Manisa’nın Alaşehir ilçesinde üzüm bağlarının tam ortasında jeotermal kaynak aramak için çalışma başlatıldığı açığa çıktı. Bölge halkı, tarım alanlarına darbe vuracak projelerden vazgeçilmesini istiyor.

Üzüm bağlarına yeni JES baskısı

Aycan KARADAĞ

Ege halkı uzunca bir süredir jeotermal enerji santralları (JES) ile boğuşuyor. Aydın’dan Manisa’ya, Denizli’den Çanakkale’ye, İzmir’den  Afyon’a uzanan verimli topraklarda halk, suyuna, toprağına sahip çıkmak için mücadele ediyor. Üzüm ile özdeşleşen Manisa’da ise şirketler üzüm bağların tam ortasında jeotermal enerji projeleri yapmak istiyor. 
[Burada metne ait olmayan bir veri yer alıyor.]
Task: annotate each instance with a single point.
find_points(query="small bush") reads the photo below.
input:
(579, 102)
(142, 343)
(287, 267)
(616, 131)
Son olarak Renk Yenilenebilir Enerji Anonim şirketi, Alaşehir’in Üzümlü, Subaşı ve Hacıaliler mahallerinde kapsayan alanda 6 adet jeotermal derin arama sondajı çalışması yapmak için harekete geçti. Şirket bölgede elektrik santrali kurmayı hedefliyor. Projenin 91 milyon TL'ye mal edilmesi planlanıyor. Proje dosyasında yer alan bilgilere göre; 24,2 hektarlık proje alanı tarım arazi içerisinde kalıyor. Arazilerde ise üzüm bağları bulunuyor.

Şirket yapmak istediği alanla ilgili dosyada şu bilgilere yer verdi: “Araziler mevcut durumda bağ olarak kullanılmakta olup özel mülkiyettir. Parsel sahipleri ile sondaj yapılması ve sondaj tamamlandıktan sonra arazinin kuyu başı donanımı ve beton platform hariç eski haline getirilerek teslim edilmesi koşullarını içeren kiralama sözleşmesi imzalanacaktır. Akışkanın 
uygun olması durumunda ise uzun süreli kiralama, satın alma ya da kamulaştırma yoluna gidilecektir.”

DANIŞTAY’DAN RET KARARI

Öte yandan Alaşehir'de Kemaliye ve Toygar mahalle rinde tarım arazileri üzerinde 
yapılması planlanan jeotermal kaynak arama kuyularına verilen ‘çevresel etki değerlendirme (ÇED) gerekli değildir’ kararının iptali Danıştay tarafından onandı.

Bölgede 4 adet jeotermal kaynak arama kuyusu açılması  projesiyle ilgili Çevre, Şehircilik ve İklim Değişikliği Bakanlığı’nın verdiği, "ÇED gerekli değildir" kararına karşı Alaşehir Ziraat Odası Başkanlığı tarafından dava açıldı. Manisa 1. İdare  Mahkemesi’nde görülen davada bilirkişi raporundaki görüşleri kararına dayanak alarak projeye verilen "ÇED gerekli değildir" kararı iptal edildi. Bakanlık kararı temyiz etti. Danıştay 4. Dairesi ise temyiz başvurusunu yerinde bulmayarak yerel mahkemenin kararını onadı. Kararda, projedeki eksikliklerin firma tarafından giderilmesi durumunda bile ÇED sürecinin işletilip işletilmemesi konusunun idarece değerlendirilmesi gerektiği belirtildi.